Another interesting aspect is the different bloom period of cultivars according to their locations. As mentioned above, the flowering time estimated at Suwon in 2014–15 and at Wanju in 2016 indicated that ‘Summer Fantasia’ was in full bloom 5 d later compared with ‘Akihime’, which showed the earliest full bloom. However, in 2016, the full bloom date of ‘Summer Fantasia’ was similar to that of ‘Akihime’, indicating that the span of full bloom among the cultivars was wider in Suwon than in Wanju. Flowering time, a phenological characteristic, is readily influenced by environmental conditions and may change every year, especially due to temperature. Many reports have mentioned the different length of blooming periods according to locations and temperature. LaRue and Norton (1989) reported that winter with enough chilling often results in a relatively short blooming period and in a good overlap of pollinizer cultivars. By contrast, in warmer regions or after mild winters, the time span between the full blooms of early and late flowering cultivars was longer than that in cooler climates (Hartmann and Neumüller, 2009). Certain combinations of cultivars may not cross-pollinate effectively because their bloom periods do not coincide (LaRue and Norton, 1989). Therefore, when selecting a suitable pollinizer, the bloom period should be carefully monitored, particularly in warm places where it can be extended. In the present study, the six plum cultivars bloomed almost simultaneously in 2016 but not in 2014–15. The average temperature (recorded over 30 years) in Wanju (13.3 °C), which is located in Southern Korea, is similar or slightly higher than that in Suwon (12.0 °C) (Korea Meteorological Administration, 2011). However, the average temperatures during 20–25 and 10–15 d before the full bloom were lower in Wanju than in Suwon (Table 5), and this seems to have affected the bloom period. The mean temperature 20–25 d before full bloom was 9.1–9.5 °C at Suwon in 2014–15 and 4.7 °C at Wanju in 2016. Similarly, the mean temperature 10–15 d before full bloom was 12.1–14.2 °C at Suwon in 2014–15 and 7.2 °C in 2016. Considering the short bloom period (2–3 d) of cultivars in 2016 (Table 4), the lower temperatures before full bloom seem to be related with the short bloom period.

Table 5.

Yearly full bloom date and average daily temperatures before full bloom in Suwon and Wanju, Republic of Korea.

Table 5.

The chilling requirement of most Asian plums is 500–800 h, although some low-chill plum cultivars have been reported whose chilling requirement is less than 450 h (Okie and Hancock, 2008). In the present study, because the flower and leaf buds were normally germinated, the chilling hours were sufficient for plum cultivars to break the rest period of buds in Suwon and Wanju. Moreover, the chilling hours (below 7 °C) in Suwon and Wanju are around 2300 and 2000 hr, respectively. Therefore, the winter chill of Suwon and Wanju was sufficient to break bud dormancy of the plum cultivars. Although chilling requirement is one of the major factors that influence flowering time, other factors such as heat requirement also affect the flowering time (Okie and Blackburn, 2011). In the present study, the different length of the bloom period seems to result from different temperatures before flowering.

Conclusion.

Although there are many self-compatible cultivars in the European plum (P. domestica), most cultivars of the Asian plum (P. salicina) are self-sterile or have a very low rate of self-fertility (Alderman and Angelo, 1932; Waugh, 1896). Therefore, most Asian plums should be cross-pollinated for a good fruit set. In the present study, the S genotype, cross-compatibility, pollen germination, and flowering period of P. salicina cultivars were evaluated to select an adequate pollinizer. Although these characteristics are essential criteria, others such as disease and insect resistance and fruit quality should also be evaluated when selecting pollinizers. For apple cultivars, for example, flower morphology including flower color was also considered because the interchange between cultivars was greatest when flowers had the same color (Crassweller et al., 1980).

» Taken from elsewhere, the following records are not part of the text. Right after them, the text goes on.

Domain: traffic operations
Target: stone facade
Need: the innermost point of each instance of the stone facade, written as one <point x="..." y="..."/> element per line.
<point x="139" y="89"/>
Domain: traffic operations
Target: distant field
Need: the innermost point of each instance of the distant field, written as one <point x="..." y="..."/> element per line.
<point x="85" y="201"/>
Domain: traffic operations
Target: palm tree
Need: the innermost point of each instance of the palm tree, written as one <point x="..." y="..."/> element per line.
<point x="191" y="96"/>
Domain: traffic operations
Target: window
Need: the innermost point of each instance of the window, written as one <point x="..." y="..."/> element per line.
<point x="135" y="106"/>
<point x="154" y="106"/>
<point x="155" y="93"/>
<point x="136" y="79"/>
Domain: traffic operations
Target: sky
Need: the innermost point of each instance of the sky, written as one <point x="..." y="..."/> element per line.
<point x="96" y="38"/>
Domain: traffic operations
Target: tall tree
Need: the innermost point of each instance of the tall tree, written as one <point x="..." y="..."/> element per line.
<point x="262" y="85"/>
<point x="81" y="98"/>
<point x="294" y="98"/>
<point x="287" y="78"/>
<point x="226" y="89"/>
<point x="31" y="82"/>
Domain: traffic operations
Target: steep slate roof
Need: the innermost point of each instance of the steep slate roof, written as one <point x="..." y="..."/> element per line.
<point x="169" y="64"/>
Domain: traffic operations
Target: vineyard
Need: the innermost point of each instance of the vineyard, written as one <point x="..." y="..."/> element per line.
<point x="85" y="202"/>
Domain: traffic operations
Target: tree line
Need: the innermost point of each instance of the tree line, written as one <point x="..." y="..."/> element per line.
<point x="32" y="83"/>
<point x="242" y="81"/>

In the present study, five cultivars were evaluated to select a suitable pollinizer for ‘Summer Fantasia’ plum. Because the S genotypes of all evaluated cultivars differed from that of ‘Summer Fantasia’, they were all possible pollinizers based on their genetic background. However, other factors such as cross-compatibility, pollen germination, and flowering time should also be considered when selecting a suitable pollinizer. ‘Taiyo’ showed the highest fruit set and, despite the yearly variation in pollen germination, the highest pollen germination percentage among the cultivars. The flowering period of ‘Taiyo’ was synchronized with that of ‘Summer Fantasia’. Taken together, ‘Taiyo’ is the most suitable pollinizer for ‘Summer Fantasia’ among the evaluated cultivars.

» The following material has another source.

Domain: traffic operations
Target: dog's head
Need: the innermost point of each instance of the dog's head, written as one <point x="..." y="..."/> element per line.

However, before encouraging growers to use potential pollinizers, their bloom periods and compatibility characteristics must be evaluated. In the present study, we selected ‘Taiyo’, which blooms simultaneously with ‘Summer Fantasia’ in Suwon and Wanju. However, further studies are required in other climatic areas where the bloom periods might be much more extended. For example, several selected apple pollinizers in England were not suitable in the United States because their flowering times were not synchronized with that of the main cultivar (Kang et al., 2002). Therefore, local adaptability, especially regarding flowering time, should be monitored when selecting suitable pollinizers. To expand the range of choices in pollinizer cultivars, which has a high economic importance, additional plum cultivars should be evaluated.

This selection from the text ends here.